RTS Labs is the right choice for enterprises stuck at the AI pilot stage that need advisory to reach measurable production ROI.
Explicit pilot-to-production advisory focus with named architecture/guardrails methodology. Minimum engagement starts at $25K. Works best with clients in Manufacturing, Healthcare, Logistics.
Who should choose Intuz?
Intuz is the right choice for buyers wanting a documented count of live production agent deployments backing the advisory.
Reports 100+ enterprise agent deployments already in production across three named framework stacks. Minimum engagement starts at $20K. Works best with clients in Healthcare, E-commerce, Logistics.
Decision matrix: RTS Labs vs Intuz
| Your situation | Recommended choice |
|---|---|
| You need full-ownership delivery on a defined project scope | RTS Labs |
| You need a large dedicated team for an ongoing programme | Intuz |
| Your budget is at the lower end | Intuz |
| You need specialist depth in a specific vertical | RTS Labs |
| You need staff augmentation or team extension | Neither; consider alternatives that offer staff aug |
| You need consulting before committing to a build | Both may offer discovery engagements |
Use case fit: RTS Labs vs Intuz
| Use case | RTS Labs fit | Intuz fit | Winner |
|---|---|---|---|
| Pilot-to-production advisory | Strong | Limited | RTS Labs |
| Enterprise workflow automation strategy | Strong | Limited | RTS Labs |
| Production multi-agent advisory | Strong | Strong | Both equally |
| Healthcare/logistics agent strategy | Limited | Strong | Intuz |
| Fixed-price build | Limited | Limited | Both equally |
| Staff augmentation | Limited | Limited | Both equally |
Verdict: RTS Labs vs Intuz
RTS Labs (4.1/5) is the stronger overall choice for most AI Agent projects.
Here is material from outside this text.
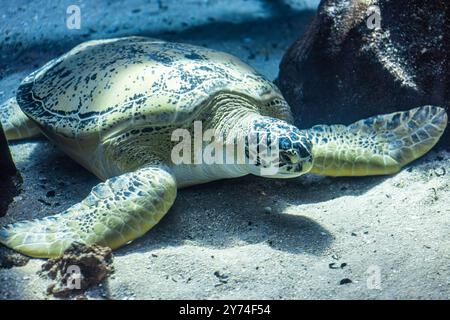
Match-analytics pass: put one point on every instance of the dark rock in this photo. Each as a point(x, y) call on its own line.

Explicit pilot-to-production advisory focus with named architecture/guardrails methodology. It is best for enterprises stuck at the AI pilot stage that need advisory to reach measurable production ROI.
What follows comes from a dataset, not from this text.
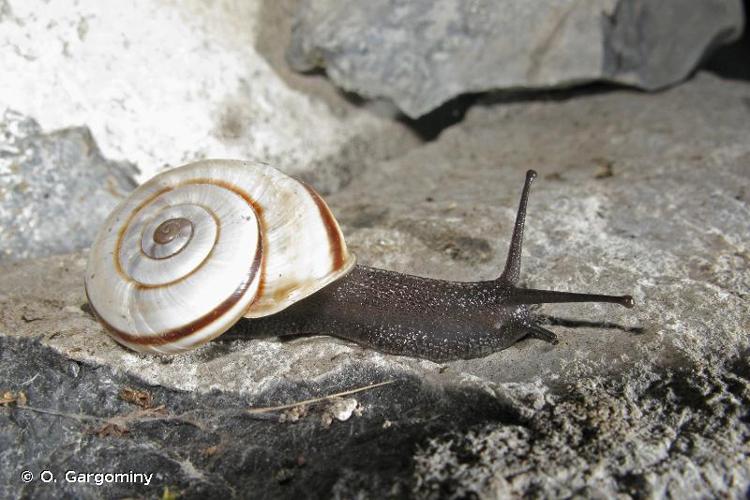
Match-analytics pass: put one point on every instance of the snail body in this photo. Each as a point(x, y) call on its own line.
point(177, 264)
Intuz (3.7/5) is the better choice when buyers wanting a documented count of live production agent deployments backing the advisory. If your situation matches those criteria, Intuz is a competitive option.
Related comparisons
RTS Labs vs Intuz FAQ
Is RTS Labs better than Intuz?
RTS Labs (4.1/5) scores higher overall, but "better" depends on your use case. RTS Labs is better for enterprises stuck at the AI pilot stage that need advisory to reach measurable production ROI. Intuz is better for buyers wanting a documented count of live production agent deployments backing the advisory.
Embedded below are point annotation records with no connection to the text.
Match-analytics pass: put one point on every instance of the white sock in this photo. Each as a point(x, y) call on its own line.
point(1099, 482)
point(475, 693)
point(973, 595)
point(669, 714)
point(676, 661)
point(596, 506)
How do RTS Labs and Intuz differ in pricing?
RTS Labs uses fixed project, retainer pricing with a minimum engagement of $25K. Intuz uses dedicated team, fixed project pricing with a minimum engagement of $20K. Neither firm publishes a full rate card; a discovery call is required for project-specific quotes.
Which is better for enterprise: RTS Labs or Intuz?
Intuz is the larger team and typically the better enterprise-scale choice. For very large programmes, verify team size and compliance coverage directly with each consultancy before shortlisting.
What are the main differences between RTS Labs and Intuz?
RTS Labs's primary differentiator is: explicit pilot-to-production advisory focus with named architecture/guardrails methodology. Intuz's primary differentiator is: reports 100+ enterprise agent deployments already in production across three named framework stacks. They also differ in team size (51-100 vs 51-200), minimum engagement ($25K vs $20K), and primary industries served (Manufacturing, Healthcare vs Healthcare, E-commerce).